Zainal Abidin (Indonesia), Andrew Chan (Australia), Myuran Sukumaran (Australia), Rodrigo Gularte (Brasile), Silvester Obiekwe Nwaolise alias Mustofa (Nigeria), Raheem Agbaje Salami (Nigeria), Okwudili Oyatanze (Nigeria), Kemudian Martin Anderson alias Belo (Ghana), sono gli otto detenuti che sono stati fucilati nella notte in Indonesia. Tutti erano stati arrestati per reati collegati al traffico di stupefacenti, crimine per cui il sistema giudiziario indonesiano prevede la pena capitale. A nulla sono valsi gli appelli della comunità internazionale che sperava in un gesto di clemenza dell’ultimo minuto da parte del presidente indonesiano Joko Widodo, ma che non è arrivato. Il caso rischia di avere conseguenze sulle relazioni diplomatiche di Jakarta con i Paesi di provenienza dei condannati.

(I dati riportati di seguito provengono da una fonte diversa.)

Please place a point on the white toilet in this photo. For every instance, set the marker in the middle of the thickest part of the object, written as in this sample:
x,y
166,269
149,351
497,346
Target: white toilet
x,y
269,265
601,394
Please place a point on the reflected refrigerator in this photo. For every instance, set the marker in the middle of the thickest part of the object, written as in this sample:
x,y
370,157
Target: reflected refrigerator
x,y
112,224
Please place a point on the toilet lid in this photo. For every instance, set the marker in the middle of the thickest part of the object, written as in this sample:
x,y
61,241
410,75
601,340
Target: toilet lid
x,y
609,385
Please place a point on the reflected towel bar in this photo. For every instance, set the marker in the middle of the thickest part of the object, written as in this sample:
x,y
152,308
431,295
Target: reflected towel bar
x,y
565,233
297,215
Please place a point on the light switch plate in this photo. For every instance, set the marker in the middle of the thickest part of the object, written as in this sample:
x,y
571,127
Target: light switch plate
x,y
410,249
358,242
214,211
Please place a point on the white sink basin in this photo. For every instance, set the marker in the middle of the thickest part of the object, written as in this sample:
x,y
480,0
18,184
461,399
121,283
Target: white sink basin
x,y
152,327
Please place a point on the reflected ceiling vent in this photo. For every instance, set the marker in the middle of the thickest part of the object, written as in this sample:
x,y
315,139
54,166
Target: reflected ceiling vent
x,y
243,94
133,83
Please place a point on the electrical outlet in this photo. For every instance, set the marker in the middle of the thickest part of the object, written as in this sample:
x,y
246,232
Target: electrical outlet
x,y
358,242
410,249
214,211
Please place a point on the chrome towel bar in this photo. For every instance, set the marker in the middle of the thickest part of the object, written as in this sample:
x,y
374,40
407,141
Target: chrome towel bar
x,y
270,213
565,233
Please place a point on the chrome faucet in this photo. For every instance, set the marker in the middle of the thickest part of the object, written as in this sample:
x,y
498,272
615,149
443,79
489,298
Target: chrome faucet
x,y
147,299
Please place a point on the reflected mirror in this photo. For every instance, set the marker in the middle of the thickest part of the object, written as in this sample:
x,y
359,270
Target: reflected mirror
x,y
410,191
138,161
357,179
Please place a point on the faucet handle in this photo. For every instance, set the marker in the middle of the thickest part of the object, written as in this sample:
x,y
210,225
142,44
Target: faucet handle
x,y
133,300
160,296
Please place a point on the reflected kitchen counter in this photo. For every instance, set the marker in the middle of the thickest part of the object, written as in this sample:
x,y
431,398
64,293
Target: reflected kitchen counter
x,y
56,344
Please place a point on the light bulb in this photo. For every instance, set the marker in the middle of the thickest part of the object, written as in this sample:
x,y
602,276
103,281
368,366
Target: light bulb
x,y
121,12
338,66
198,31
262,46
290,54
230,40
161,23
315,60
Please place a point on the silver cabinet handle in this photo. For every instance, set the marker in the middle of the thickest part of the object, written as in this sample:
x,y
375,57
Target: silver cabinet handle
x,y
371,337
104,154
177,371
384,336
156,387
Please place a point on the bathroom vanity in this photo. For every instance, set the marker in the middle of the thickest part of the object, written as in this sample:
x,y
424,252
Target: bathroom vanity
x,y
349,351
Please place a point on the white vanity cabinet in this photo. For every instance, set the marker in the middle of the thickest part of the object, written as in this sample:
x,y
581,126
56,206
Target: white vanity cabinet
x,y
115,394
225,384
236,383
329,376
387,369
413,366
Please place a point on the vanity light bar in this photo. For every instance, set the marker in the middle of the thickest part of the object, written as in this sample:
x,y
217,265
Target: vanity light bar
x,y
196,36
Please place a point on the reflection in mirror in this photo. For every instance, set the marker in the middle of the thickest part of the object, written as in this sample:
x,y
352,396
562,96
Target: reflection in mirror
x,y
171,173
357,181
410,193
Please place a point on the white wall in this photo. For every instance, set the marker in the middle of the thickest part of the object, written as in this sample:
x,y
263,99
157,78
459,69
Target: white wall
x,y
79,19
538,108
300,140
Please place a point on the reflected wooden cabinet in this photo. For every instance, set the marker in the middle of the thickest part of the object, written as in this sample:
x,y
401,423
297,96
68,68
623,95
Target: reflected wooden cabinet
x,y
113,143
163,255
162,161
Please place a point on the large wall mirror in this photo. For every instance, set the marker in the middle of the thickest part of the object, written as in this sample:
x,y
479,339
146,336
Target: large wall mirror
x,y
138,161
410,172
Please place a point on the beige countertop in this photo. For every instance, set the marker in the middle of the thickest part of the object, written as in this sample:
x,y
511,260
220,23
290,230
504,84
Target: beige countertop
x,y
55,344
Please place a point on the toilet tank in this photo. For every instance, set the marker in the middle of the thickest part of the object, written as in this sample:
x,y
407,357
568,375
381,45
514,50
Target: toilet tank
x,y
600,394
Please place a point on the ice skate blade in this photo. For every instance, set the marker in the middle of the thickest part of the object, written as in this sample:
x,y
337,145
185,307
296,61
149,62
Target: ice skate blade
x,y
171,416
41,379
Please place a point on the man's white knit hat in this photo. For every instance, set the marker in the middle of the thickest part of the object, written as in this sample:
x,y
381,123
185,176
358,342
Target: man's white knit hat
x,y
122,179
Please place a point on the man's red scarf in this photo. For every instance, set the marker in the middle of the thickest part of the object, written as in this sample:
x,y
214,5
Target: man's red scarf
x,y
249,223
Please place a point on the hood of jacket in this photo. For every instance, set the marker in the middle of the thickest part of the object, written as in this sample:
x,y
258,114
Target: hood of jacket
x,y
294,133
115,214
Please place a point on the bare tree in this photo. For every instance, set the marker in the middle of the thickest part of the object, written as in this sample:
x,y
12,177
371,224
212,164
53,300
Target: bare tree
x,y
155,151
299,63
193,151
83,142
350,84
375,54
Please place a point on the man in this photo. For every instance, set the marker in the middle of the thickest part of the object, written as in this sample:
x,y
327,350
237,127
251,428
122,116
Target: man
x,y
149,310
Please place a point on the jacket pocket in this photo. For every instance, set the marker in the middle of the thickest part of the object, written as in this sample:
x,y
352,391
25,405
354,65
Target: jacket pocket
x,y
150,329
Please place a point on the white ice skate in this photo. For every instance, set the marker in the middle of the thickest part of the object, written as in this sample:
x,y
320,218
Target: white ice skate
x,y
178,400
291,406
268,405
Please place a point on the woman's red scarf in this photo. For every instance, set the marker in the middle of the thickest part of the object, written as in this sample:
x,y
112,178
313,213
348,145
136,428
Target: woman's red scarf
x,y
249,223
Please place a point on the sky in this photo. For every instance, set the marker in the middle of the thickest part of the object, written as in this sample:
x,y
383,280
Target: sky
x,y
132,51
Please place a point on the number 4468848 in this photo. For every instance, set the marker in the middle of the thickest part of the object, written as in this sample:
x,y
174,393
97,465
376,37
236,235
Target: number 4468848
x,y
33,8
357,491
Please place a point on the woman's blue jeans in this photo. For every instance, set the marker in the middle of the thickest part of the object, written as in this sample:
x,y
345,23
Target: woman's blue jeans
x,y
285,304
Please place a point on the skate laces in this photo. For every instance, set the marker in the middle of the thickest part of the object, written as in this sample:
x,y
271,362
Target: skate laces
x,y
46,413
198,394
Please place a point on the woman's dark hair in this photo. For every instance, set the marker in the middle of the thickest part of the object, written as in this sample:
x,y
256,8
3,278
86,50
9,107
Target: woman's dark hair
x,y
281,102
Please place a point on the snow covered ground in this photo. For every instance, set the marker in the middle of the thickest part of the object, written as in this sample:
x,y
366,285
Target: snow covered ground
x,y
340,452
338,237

L’esecuzione del francese Serge Atlaoui è stata sospesa dopo l’intervento del presidente Francois Hollande il quale aveva minacciato pesanti conseguenze sui rapporti diplomatici tra i due paesi se il suo connazionale fosse stato giustiziato. L’uomo è ora in attesa del verdetto della Corte Suprema che dovrebbe arrivare entro due settimane. Anche una detenuta filippina è stata graziata all’ultimo minuto, in quanto una donna si è costituita alle autorità indonesiane dichiarando di averla assoldata come “corriere” e di essere lei quindi colpevole di traffico di droga.
Le possibili conseguenze internazionali non hanno fermato Widodo, eletto la scorsa estate e, paradossalmente, considerato il “buono venuto dal basso”. Il presidente ha giustificato la sua linea dura e decisa parlando del tema del narcotraffico come una “emergenza nazionale”, ha citato delle statistiche che gli esperti hanno considererebbero poco veritiere e ha intensificato la frequenza delle esecuzioni, riprese nel 2013 dopo una moratoria di quattro anni.
Lo scorso gennaio altri sei detenuti, tutti condannati alla pena capitale per reati collegati alla droga, sono stati giustiziati, cinque di loro erano stranieri. Anche in quell’occasione il presidente Widodo non si era curato delle complicazioni relazionali in cui sarebbe potuto incorrere e, infatti, i rapporti con Brasile e Olanda si erano deteriorati. Nel braccio della morte del carcere di Jakarta ci sono altri 64 detenuti, in gran parte stranieri, condannati alla pena capitale per traffico di stupefacenti e per i quali Joko Widodo ha già escluso la grazia.